Ślady na piasku

Mary Stevenson


      Sen miałem wczoraj.
      Sen, jeden z niewielu,
      jakie ma pamięć zachować zezwoli.
      Plaża ogromna, dziewicza się ściele,
      a na niej Jezus, kroczący powoli.

      Ujrzał mnie nagle. Przywołał do siebie.
      Więc szliśmy brzegiem, wśród ciszy i blasku.
      Pogoda cudna - ni chmurki na niebie,
      tylko za nami dwa ślady na piasku.

      Nagle się niebo całunem nakrywa.
      Jak na ekranie, widzę życie moje.
      Scena po scenie szybko się rozgrywa,
      przywodząc przeto radości i znoje.

      My wciąż idziemy równym, wolnym krokiem,
      niebiański ekran wciąż me życie toczy,
      chronologicznie, każdy rok za rokiem.
      To się uśmiechnę, to znów przymknę oczy.

      Nagle niechcący do tyłu spojrzałem:
      raz ślad się urwał, to znów był podwójny,
      lecz się Jezusa zapytać nie śmiałem.
      Na niebie właśnie nadszedł okres wojny.
      Te przerwy w śladach spokoju nie dały!

      Patrzyłem w niebo obojętnym okiem,
      myśląc dlaczego ślady się zrywały?
      A szliśmy przecież stale równym krokiem.
      Wreszcie ciekawość wzięła mnie w okowy.

      Spytałem: "Panie! Czemu nasze ślady raz są podwójne
      - pojedyncze znowu, bo wytłumaczyć tego nie dam rady?"

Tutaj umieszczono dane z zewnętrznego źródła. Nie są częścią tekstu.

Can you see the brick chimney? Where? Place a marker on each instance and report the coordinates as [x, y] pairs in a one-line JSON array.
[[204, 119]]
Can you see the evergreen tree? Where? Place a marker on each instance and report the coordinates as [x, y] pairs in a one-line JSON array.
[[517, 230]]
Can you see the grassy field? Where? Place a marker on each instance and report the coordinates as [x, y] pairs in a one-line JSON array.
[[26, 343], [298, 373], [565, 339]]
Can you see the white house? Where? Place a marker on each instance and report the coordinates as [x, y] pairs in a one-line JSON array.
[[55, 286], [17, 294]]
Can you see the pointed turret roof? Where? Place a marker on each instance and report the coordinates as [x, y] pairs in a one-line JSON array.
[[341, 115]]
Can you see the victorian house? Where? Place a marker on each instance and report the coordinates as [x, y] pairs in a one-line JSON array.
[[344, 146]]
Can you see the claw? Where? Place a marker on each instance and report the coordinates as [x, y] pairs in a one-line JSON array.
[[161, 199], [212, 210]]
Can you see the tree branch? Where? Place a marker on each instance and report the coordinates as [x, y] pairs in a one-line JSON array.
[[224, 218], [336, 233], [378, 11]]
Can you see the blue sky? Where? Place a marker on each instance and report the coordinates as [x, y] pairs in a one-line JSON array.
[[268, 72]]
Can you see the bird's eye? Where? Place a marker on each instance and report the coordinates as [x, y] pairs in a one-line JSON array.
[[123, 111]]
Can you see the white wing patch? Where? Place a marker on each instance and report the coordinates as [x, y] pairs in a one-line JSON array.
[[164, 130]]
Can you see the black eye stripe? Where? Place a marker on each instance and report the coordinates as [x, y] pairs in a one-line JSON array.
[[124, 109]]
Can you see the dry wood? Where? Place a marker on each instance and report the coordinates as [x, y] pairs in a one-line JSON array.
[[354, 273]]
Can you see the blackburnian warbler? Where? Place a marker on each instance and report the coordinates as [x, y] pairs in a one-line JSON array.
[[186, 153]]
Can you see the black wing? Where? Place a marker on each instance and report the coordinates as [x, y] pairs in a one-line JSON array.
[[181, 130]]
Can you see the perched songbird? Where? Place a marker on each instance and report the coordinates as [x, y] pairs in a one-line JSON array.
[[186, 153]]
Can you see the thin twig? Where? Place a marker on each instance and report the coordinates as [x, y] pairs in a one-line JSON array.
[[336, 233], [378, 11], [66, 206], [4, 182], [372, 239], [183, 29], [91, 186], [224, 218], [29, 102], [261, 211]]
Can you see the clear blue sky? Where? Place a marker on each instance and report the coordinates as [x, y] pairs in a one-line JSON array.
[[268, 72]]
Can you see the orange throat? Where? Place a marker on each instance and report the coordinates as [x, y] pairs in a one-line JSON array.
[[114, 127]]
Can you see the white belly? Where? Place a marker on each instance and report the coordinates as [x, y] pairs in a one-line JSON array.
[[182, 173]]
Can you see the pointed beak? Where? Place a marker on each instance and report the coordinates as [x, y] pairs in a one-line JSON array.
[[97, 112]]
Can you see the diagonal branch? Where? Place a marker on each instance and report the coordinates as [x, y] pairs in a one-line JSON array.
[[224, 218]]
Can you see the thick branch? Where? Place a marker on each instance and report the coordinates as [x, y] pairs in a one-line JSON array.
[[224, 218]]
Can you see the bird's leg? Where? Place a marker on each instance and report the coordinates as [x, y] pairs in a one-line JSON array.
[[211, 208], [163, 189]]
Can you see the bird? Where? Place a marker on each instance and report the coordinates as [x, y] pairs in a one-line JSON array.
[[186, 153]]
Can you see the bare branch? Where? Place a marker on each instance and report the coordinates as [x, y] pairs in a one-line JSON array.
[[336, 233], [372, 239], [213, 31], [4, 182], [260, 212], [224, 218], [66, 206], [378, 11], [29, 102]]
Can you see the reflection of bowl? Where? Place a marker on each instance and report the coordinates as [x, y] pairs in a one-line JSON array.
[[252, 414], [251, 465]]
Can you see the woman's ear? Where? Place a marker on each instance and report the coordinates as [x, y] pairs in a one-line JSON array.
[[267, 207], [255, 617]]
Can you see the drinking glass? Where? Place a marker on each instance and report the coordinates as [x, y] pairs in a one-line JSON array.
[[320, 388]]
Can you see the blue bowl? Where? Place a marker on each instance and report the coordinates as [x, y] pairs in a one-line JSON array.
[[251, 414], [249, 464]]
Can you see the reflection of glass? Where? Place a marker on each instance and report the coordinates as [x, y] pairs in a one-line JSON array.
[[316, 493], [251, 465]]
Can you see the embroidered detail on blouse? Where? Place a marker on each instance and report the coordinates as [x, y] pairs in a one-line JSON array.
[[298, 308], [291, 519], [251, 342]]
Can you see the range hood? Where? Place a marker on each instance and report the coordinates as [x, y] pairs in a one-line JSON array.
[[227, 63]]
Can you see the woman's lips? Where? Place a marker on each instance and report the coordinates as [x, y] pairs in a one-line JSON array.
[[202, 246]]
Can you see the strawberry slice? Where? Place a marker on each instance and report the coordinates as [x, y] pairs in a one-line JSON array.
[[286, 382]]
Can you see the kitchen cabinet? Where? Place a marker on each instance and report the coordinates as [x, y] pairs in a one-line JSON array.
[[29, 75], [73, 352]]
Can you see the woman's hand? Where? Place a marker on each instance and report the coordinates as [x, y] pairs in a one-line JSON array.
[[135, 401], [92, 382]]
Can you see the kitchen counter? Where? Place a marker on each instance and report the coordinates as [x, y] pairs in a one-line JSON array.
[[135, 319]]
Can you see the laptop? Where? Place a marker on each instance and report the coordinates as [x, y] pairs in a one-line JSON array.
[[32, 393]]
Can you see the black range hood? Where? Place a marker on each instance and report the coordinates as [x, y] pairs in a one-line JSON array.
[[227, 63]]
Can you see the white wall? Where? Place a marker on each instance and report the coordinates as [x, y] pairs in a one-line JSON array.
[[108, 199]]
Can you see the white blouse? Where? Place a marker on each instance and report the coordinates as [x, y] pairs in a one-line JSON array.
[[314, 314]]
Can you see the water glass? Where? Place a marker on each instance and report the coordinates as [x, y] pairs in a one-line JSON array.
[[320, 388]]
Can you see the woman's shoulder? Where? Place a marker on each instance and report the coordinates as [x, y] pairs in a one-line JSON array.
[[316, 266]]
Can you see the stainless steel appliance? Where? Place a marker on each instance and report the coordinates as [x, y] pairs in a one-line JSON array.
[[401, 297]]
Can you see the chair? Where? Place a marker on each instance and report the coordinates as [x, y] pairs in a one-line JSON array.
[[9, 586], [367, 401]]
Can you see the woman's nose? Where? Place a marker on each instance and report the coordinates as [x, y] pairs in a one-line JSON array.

      "Synu - Pan rzeknie - gdy jesteś w swym życiu
      w niebezpieczeństwie, albo też udręce,
      ja czuwam stale, a czuwam w ukryciu
      i w tych momentach biorę cię na ręce..."


    Footprints

    by Mary Stevenson

      One night I dreamed I was walking along the beach with the Lord.
      Many scenes from my life flashed across the sky.
      In each scene I noticed footprints in the sand.
      Sometimes there were two sets of footprints,
      other times there was one only.
      This bothered me because I noticed that during the low periods of my life,
      when I was suffering from anguish,
      sorrow or defeat,
      I could see only one set of footprints,
      so I said to the Lord,
      "You promised me Lord,
      that if I followed you,
      you would walk with me always.
      But I have noticed that during the most trying periods of my life
      there has only been one set of footprints in the sand.
      Why, when I needed you most, have you not been there for me?"
      The Lord replied,
      "The years when you have seen only one set of footprints,
      my child, is when I carried you."